The menorah at the Zeta Beta Tau fraternity house was reportedly vandalized this week, according to a statement from Penn State on Saturday.
State College Police Department is investigating.
The incident occurred between 10 p.m. Thursday and 7:30 a.m. Friday. A light on the menorah was broken, and it was scratched, according to police.
There are no suspects at this time, and police are reviewing surveillance footage.

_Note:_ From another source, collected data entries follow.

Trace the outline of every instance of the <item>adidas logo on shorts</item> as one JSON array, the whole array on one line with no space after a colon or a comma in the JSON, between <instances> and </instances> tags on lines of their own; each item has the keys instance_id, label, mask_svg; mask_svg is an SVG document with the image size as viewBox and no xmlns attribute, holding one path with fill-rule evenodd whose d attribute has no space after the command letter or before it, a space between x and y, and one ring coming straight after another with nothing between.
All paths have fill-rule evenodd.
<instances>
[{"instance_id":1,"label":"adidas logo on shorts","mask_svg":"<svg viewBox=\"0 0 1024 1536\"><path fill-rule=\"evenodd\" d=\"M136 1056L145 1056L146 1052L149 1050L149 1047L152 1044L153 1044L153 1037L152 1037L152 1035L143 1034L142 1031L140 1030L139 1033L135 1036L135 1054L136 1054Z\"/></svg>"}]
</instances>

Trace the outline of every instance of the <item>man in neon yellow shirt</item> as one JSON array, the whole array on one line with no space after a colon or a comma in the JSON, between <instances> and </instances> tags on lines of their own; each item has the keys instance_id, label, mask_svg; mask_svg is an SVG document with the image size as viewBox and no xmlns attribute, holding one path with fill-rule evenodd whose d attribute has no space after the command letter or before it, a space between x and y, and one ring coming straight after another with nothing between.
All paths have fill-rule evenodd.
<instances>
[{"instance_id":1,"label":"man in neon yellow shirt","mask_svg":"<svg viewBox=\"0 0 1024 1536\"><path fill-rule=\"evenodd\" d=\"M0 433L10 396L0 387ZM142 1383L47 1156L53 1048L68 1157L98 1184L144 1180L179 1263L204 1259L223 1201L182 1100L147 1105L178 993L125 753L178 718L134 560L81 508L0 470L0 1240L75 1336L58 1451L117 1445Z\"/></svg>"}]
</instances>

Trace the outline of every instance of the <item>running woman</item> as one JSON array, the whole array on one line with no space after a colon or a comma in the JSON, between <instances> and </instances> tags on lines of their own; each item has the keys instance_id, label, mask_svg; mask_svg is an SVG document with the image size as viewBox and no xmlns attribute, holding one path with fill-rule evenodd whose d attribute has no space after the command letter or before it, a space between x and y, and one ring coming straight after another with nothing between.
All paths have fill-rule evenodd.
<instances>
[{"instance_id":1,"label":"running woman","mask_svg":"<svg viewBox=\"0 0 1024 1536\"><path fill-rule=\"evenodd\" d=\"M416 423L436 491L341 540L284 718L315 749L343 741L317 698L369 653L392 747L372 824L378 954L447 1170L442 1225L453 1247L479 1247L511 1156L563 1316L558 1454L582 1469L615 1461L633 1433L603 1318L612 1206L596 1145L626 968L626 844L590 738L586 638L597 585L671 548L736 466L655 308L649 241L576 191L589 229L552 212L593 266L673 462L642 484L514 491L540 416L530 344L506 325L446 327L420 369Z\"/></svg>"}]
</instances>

“This vandalism occurred only a month after the deadliest recorded attack of Jews on United States soil,” Penn State said. “We share in the feelings of hurt expressed by many members of our community. Today, and every day, we stand united with our Jewish friends, neighbors and colleagues. There is no place for hate in our community. Such actions violate the values to which we must commit ourselves and one another.”
On Oct. 27, a gunman killed 11 people at the Tree of Life synagogue in Pittsburgh’s Squirrel Hill neighborhood. According to the Anti-Defamation League, it’s believed to be the deadliest attack on the Jewish community in U.S. history.
A statement from Zeta Beta Tau said the fraternity is “appalled” to hear about the incident.
“Given other recent hate-based incidents across our country, Zeta Beta Tau will double- and triple-down our efforts to root out intolerance and hate,” the statement said. “ZBT is committed to being part of the solution by educating those in need of it to make a safer and more inclusive world for all.
“These types of incidents, regardless of the intent, impact us all, Jewish or non-Jewish, fraternity/sorority members or non-members.”
As originally scheduled, Zeta Beta Tau fraternity — in partnership with the Interfraternity Council, Hillel and Chabad — will hold a community event at 8 p.m. Sunday at their chapter house, 328 E. Fairmount Ave., lighting the first candles of Hanukkah, the Zeta Beta Tau statement said.
Last year, a large menorah was stolen from in front of Rabbi Hershy Gourarie’s home and found damaged a day later in front of the Sigma Alpha Mu fraternity. Four individuals were charged in connection to the incident.
If you witness an “act of intolerance” on Penn State’s campus, you can report it anonymously using the Penn State Hotline at 800-560-1637 or hotline.psu.edu, the university’s statement said.